Ein Patient mit einem schwachen Kreislauf hatte während der Behandlung Herzprobleme, berichtet Grotta. Aber ansonsten haben die Versuche nur wenig Nebenwirkungen des Mittels offenbart. Als nächstes plant der Arzt daher breit angelegte Vergleichsstudien, in denen der therapeutische Effekt von Coffeinolgaben unter die Lupe genommen werden soll.
Warum Alkohol und Koffein das Gehirn bei einem Schlaganfall schützen, ist bisher nicht bekannt. Weder Alkohol noch Koffein können, wenn sie als alleiniger Wirkstoff verabreicht werden, den Verlauf eines Infarkts günstig beeinflussen. Die Mischung der beiden Substanzen verlangsamt jedoch in den ersten Stunden nach einem Hirnschlag die Ausdehnung des Schadensbereichs.

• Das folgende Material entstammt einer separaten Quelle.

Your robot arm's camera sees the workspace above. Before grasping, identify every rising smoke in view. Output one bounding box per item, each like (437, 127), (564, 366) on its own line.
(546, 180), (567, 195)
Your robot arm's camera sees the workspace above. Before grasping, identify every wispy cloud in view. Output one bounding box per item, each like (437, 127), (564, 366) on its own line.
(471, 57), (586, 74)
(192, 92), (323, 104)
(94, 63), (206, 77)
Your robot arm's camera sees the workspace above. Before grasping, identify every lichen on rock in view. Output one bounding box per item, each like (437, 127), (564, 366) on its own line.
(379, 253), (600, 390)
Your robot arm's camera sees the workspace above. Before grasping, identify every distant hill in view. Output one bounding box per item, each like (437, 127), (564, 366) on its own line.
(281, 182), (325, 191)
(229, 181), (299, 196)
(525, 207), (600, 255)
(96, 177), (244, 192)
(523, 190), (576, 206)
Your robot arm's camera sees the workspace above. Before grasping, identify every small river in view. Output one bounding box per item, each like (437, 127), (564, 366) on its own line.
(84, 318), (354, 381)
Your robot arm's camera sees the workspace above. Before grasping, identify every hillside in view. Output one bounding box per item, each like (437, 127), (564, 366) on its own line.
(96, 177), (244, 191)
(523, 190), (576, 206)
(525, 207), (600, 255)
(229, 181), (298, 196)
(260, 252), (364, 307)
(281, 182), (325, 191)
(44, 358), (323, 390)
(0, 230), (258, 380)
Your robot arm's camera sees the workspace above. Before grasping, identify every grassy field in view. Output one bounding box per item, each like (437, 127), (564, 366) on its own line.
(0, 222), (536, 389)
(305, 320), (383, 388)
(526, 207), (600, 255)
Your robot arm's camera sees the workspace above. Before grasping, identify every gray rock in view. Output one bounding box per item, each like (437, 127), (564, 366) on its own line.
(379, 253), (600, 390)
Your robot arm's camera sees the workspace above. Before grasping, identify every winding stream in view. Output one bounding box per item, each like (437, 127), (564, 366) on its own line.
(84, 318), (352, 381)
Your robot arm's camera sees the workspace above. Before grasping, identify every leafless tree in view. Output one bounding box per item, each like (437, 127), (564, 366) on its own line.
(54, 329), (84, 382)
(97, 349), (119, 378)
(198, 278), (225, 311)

Eine ähnliche Wirkung hat auch die gezielte Unterkühlung des Gehirn nach einem Infarkt, berichtet Grotta. Er und seine Kollegen wollen daher in klinischen Versuchen Coffeinol auch in Verbindung mit einer Absenkung der Körpertemperatur untersuchen. Sie hoffen, dass sich die beiden Behandlungen in ihrer Wirkung gegenseitig verstärken.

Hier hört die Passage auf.